Irish Examiner view: Unfortunate choice of words

GRA conference
Irish Examiner view: Unfortunate choice of words

At the GRA conference, Commissioner Drew Harris was forced to deny that bullying is a problem in the force. Picture: Colin Keegan, Collins Dublin

Earlier this week Garda Commissioner Drew Harris addressed the annual Garda Representative Association (GRA) conference in Mayo and delivered a pointed message intended for criminal groups operating in the jurisdiction.

“My gang is bigger than their gang,” was Harris’s line, one clearly meant to put such groups on notice of the ongoing intonations of gardaí.

To compare his gardaí to a gang just as the force is enduring a particularly difficult week — one in which judgement and discipline in particular are under the microscope — might not have been the best choice of words by the commissioner.

At that same conference, Harris was forced to deny that bullying is a problem in the force, despite allegations that rank and file gardaí are suffering from post-traumatic stress disorder due to toxic workplace cultures.
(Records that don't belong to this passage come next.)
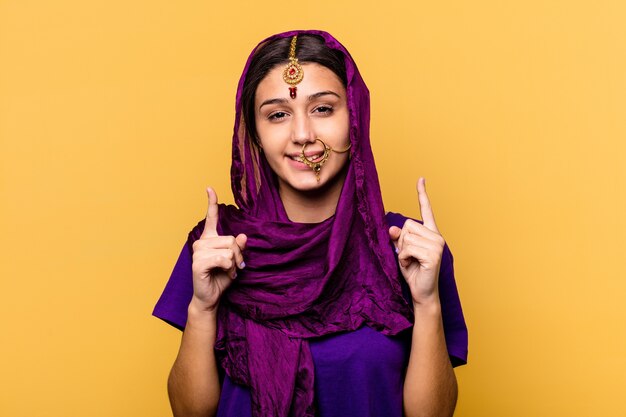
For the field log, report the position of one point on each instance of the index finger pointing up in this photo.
(427, 213)
(210, 225)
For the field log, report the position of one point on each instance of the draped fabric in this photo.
(303, 280)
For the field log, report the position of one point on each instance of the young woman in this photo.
(307, 299)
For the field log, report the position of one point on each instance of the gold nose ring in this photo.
(316, 166)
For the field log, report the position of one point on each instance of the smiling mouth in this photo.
(312, 158)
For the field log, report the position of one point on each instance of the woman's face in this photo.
(284, 125)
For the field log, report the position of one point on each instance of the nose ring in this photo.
(316, 166)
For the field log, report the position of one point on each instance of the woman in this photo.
(307, 299)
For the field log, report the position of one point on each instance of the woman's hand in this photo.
(215, 260)
(420, 248)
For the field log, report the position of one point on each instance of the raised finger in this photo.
(427, 213)
(210, 225)
(416, 228)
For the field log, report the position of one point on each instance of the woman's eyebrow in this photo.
(309, 98)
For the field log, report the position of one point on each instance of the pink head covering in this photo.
(303, 280)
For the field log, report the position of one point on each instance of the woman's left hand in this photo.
(420, 248)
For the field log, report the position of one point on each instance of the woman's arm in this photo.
(430, 387)
(193, 384)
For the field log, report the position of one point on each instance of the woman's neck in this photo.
(313, 206)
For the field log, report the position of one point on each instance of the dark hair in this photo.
(309, 48)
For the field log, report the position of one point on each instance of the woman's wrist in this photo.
(199, 316)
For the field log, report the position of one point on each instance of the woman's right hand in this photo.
(215, 260)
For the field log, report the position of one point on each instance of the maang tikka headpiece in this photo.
(293, 71)
(292, 75)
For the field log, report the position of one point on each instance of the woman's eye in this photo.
(277, 115)
(324, 109)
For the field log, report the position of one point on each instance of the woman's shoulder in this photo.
(397, 219)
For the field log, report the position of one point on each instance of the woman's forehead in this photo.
(316, 78)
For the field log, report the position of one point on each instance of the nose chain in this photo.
(316, 166)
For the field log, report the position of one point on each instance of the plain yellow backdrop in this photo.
(115, 116)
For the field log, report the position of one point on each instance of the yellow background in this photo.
(115, 116)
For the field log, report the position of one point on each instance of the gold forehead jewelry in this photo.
(292, 74)
(316, 166)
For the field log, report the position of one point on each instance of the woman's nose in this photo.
(302, 130)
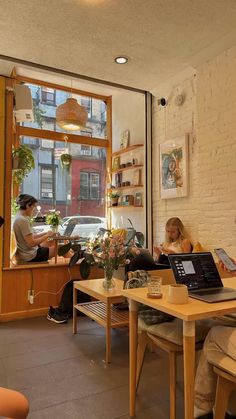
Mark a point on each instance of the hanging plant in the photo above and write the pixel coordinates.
(66, 160)
(22, 163)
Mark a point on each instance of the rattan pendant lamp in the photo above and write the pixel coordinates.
(71, 116)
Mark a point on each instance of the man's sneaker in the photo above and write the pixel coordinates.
(54, 315)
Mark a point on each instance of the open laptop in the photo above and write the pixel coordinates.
(199, 272)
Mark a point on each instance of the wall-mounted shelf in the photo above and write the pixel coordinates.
(120, 188)
(133, 166)
(126, 150)
(125, 206)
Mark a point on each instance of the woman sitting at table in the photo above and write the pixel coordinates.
(31, 247)
(220, 341)
(176, 241)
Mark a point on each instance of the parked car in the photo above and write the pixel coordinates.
(83, 225)
(79, 225)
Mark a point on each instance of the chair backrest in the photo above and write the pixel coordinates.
(166, 275)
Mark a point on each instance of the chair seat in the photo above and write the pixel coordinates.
(173, 331)
(223, 362)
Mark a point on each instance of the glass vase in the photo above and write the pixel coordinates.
(108, 283)
(54, 228)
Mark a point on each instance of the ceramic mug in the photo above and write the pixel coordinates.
(177, 294)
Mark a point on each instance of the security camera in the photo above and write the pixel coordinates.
(162, 101)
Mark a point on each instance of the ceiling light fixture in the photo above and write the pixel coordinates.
(121, 60)
(70, 115)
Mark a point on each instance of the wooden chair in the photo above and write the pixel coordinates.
(161, 336)
(226, 384)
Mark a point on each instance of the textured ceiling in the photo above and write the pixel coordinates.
(162, 38)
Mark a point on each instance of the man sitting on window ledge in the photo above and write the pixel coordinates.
(31, 247)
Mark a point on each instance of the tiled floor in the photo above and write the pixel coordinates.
(64, 375)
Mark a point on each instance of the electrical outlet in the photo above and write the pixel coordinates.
(31, 296)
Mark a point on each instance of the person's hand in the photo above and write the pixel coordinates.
(158, 249)
(50, 233)
(225, 269)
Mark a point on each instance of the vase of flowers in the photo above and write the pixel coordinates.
(53, 218)
(110, 252)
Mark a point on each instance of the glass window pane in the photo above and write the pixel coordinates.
(78, 193)
(45, 113)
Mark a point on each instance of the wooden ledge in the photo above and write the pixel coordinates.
(61, 261)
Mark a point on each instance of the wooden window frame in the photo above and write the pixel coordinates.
(14, 132)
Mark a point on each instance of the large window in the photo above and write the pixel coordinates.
(66, 189)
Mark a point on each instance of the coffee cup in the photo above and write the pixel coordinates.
(177, 294)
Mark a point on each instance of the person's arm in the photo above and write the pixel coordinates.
(36, 239)
(225, 269)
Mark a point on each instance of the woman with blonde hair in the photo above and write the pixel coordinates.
(176, 240)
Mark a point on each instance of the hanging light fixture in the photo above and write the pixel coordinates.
(71, 116)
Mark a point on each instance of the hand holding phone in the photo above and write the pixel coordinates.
(225, 259)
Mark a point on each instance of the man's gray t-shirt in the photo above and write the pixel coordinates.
(21, 228)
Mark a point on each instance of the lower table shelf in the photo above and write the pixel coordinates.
(97, 311)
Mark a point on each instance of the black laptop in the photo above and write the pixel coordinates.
(199, 272)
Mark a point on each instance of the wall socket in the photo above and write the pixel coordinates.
(31, 296)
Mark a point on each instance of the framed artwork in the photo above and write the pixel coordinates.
(138, 199)
(116, 163)
(124, 139)
(174, 168)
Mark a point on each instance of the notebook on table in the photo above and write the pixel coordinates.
(199, 272)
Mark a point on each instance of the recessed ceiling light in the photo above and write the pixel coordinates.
(121, 60)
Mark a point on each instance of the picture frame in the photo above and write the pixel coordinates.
(138, 199)
(124, 139)
(116, 163)
(174, 168)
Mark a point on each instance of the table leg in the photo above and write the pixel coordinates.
(108, 333)
(189, 367)
(133, 340)
(74, 310)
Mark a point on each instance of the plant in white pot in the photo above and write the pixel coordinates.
(114, 197)
(22, 163)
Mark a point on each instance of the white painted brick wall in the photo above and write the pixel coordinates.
(209, 116)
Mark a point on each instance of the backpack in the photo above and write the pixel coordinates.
(66, 303)
(149, 315)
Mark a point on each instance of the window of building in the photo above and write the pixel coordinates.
(46, 190)
(89, 185)
(86, 150)
(48, 96)
(87, 103)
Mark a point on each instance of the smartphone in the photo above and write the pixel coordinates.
(224, 257)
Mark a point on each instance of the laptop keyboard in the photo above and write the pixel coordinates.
(213, 291)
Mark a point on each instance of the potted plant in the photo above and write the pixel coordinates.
(22, 163)
(53, 218)
(66, 160)
(114, 197)
(97, 247)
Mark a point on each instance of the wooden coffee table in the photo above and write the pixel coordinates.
(101, 310)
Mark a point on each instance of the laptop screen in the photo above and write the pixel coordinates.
(196, 270)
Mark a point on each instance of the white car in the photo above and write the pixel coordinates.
(83, 225)
(86, 226)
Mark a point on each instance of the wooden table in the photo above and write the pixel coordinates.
(189, 313)
(102, 311)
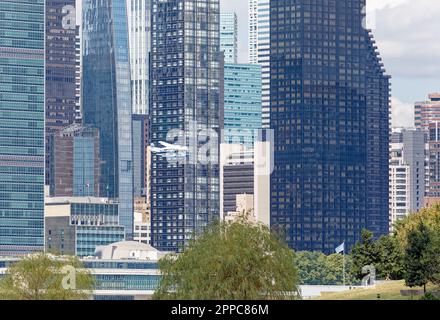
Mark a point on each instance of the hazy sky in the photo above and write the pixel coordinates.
(408, 36)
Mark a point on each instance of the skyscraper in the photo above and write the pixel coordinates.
(186, 108)
(259, 49)
(427, 112)
(139, 29)
(22, 126)
(75, 164)
(242, 111)
(107, 99)
(330, 113)
(407, 173)
(229, 36)
(61, 72)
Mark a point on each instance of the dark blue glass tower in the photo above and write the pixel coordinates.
(21, 126)
(107, 99)
(330, 113)
(185, 110)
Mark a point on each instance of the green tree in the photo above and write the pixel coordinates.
(44, 277)
(230, 261)
(389, 264)
(417, 261)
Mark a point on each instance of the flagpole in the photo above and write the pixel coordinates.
(343, 262)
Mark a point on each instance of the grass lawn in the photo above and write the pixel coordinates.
(388, 291)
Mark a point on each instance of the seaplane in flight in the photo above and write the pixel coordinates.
(170, 149)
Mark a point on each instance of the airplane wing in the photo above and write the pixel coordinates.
(167, 145)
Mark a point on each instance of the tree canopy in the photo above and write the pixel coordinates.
(44, 277)
(231, 261)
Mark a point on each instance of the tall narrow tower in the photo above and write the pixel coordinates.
(186, 108)
(22, 126)
(107, 99)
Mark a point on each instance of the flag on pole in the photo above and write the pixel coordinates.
(341, 248)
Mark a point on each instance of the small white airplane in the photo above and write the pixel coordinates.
(168, 148)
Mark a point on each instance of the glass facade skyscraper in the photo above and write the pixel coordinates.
(330, 113)
(21, 126)
(61, 64)
(186, 108)
(139, 28)
(242, 111)
(229, 36)
(259, 49)
(107, 99)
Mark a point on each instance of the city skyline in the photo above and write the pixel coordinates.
(406, 35)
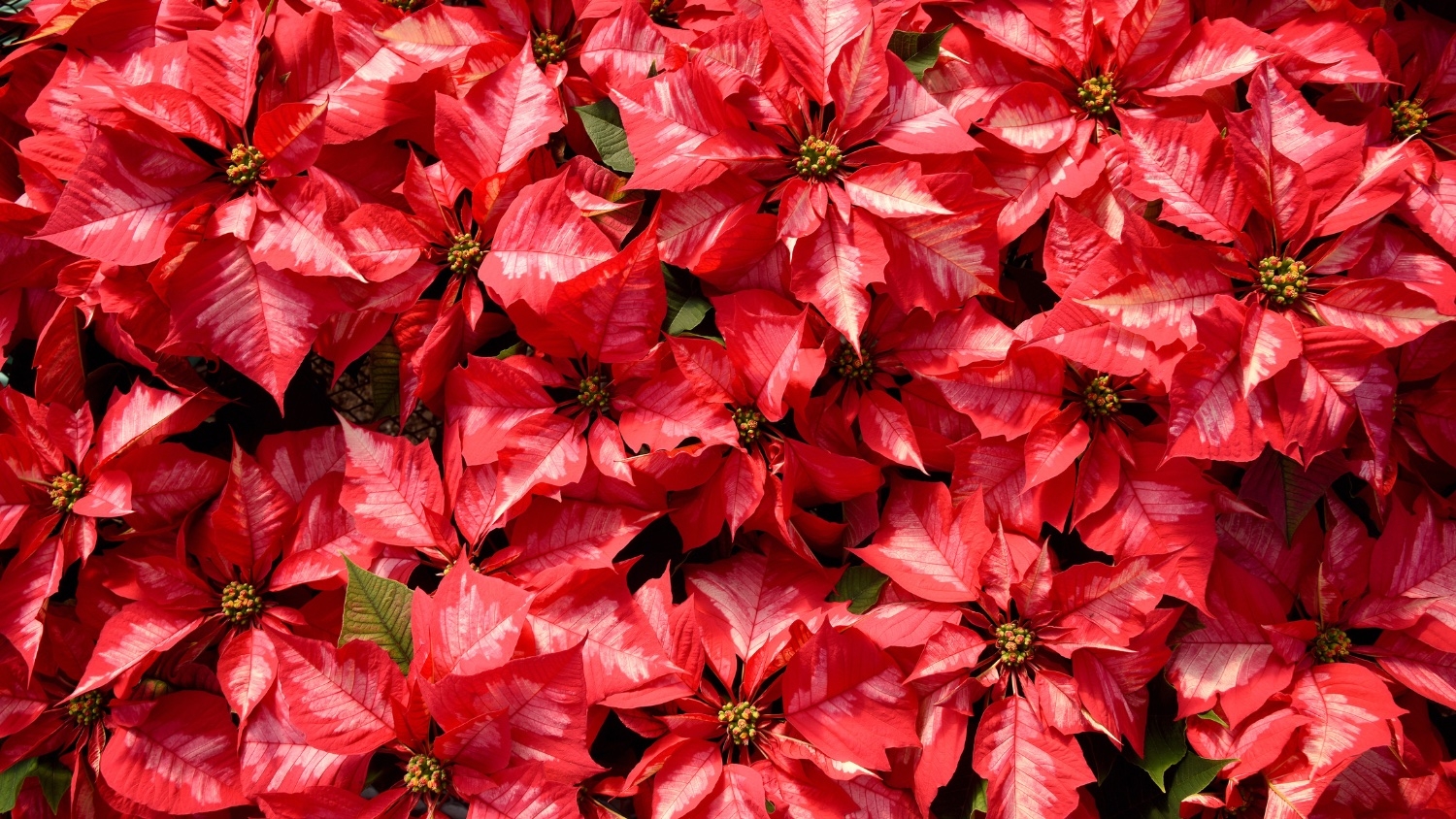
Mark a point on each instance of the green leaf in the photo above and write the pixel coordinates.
(861, 586)
(919, 49)
(11, 781)
(54, 783)
(1211, 716)
(383, 377)
(1164, 746)
(978, 802)
(1191, 775)
(603, 124)
(686, 308)
(378, 609)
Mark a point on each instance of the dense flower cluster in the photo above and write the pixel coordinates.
(727, 410)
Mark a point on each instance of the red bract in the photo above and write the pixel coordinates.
(727, 410)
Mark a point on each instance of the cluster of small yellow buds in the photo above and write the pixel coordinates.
(241, 603)
(547, 49)
(663, 14)
(247, 165)
(1408, 118)
(425, 775)
(66, 490)
(742, 722)
(594, 393)
(1283, 281)
(855, 367)
(750, 423)
(465, 253)
(818, 159)
(1333, 644)
(1015, 643)
(1098, 95)
(1100, 398)
(87, 708)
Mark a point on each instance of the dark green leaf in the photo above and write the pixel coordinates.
(1191, 775)
(919, 49)
(11, 781)
(686, 306)
(383, 377)
(1211, 716)
(54, 783)
(603, 124)
(1164, 746)
(978, 802)
(861, 586)
(378, 609)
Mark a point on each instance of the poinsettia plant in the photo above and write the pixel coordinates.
(727, 410)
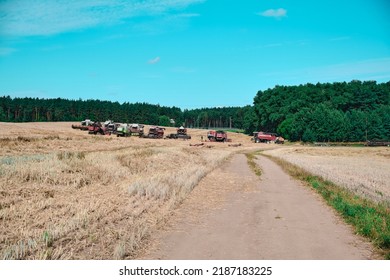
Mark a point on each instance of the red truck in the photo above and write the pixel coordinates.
(267, 137)
(217, 135)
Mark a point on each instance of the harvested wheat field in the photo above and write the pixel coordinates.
(364, 170)
(65, 194)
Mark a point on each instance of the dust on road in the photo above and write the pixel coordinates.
(233, 214)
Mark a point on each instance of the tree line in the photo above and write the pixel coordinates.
(336, 112)
(51, 110)
(354, 111)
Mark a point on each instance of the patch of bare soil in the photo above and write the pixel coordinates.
(232, 214)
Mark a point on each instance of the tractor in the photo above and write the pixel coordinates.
(96, 128)
(123, 130)
(217, 135)
(155, 132)
(267, 137)
(181, 133)
(136, 129)
(83, 125)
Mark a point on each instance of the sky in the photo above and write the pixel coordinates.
(187, 53)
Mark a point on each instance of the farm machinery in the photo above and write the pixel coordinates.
(181, 133)
(267, 137)
(108, 127)
(137, 129)
(217, 136)
(83, 125)
(155, 132)
(125, 130)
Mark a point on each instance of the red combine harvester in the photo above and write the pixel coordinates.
(181, 133)
(217, 135)
(155, 132)
(83, 125)
(267, 137)
(96, 128)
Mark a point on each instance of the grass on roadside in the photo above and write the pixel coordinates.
(252, 164)
(370, 219)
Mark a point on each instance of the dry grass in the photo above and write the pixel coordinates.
(364, 171)
(65, 194)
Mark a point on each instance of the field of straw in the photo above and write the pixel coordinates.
(65, 194)
(365, 171)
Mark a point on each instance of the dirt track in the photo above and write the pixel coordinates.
(232, 214)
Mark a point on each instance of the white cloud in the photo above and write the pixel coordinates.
(6, 51)
(371, 69)
(278, 13)
(154, 60)
(48, 17)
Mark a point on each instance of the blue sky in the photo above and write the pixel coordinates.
(188, 53)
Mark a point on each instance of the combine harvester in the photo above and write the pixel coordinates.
(217, 136)
(267, 137)
(134, 129)
(83, 125)
(108, 128)
(181, 133)
(155, 132)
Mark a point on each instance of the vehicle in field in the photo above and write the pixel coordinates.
(110, 127)
(267, 137)
(211, 134)
(181, 133)
(83, 125)
(123, 130)
(136, 129)
(217, 135)
(155, 132)
(96, 128)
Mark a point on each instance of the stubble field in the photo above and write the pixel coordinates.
(364, 170)
(65, 194)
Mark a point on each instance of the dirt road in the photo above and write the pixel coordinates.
(232, 214)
As the commissioner spoke, he was jeered by some gardaí in attendance.

The conference has also been taking place in the shadow of last week’s high-profile court case, in which Gerry ‘The Monk’ Hutch was found not guilty of the murder of David Byrne at the Regency Hotel in 2016. 

That verdict was a considerable setback for the gardaí given the amount of resources and size of the operation the force mounted to try to convict him. Questions remain about the handling of that case which will need to be answered if future investigations are not to end in a similar fashion.

Any disappointment in Garda ranks with the verdict in the Hutch case was surely compounded by the extraordinary sequel, when a Garda Síochána Ombudsman Commission (Gsoc) investigator resigned after allegations he had attended a party in Dublin to celebrate Hutch being found not guilty.

This particular development has the potential to undermine the credibility of Gsoc in overseeing police operations within the State if the judgement of its staff is so poor.

Harris can be forgiven for wanting to set down a marker on the Garda commitment to combating organised crime in the country. 

However, describing the police force of the country as a gang, even by way of comparison, is not the way to do so.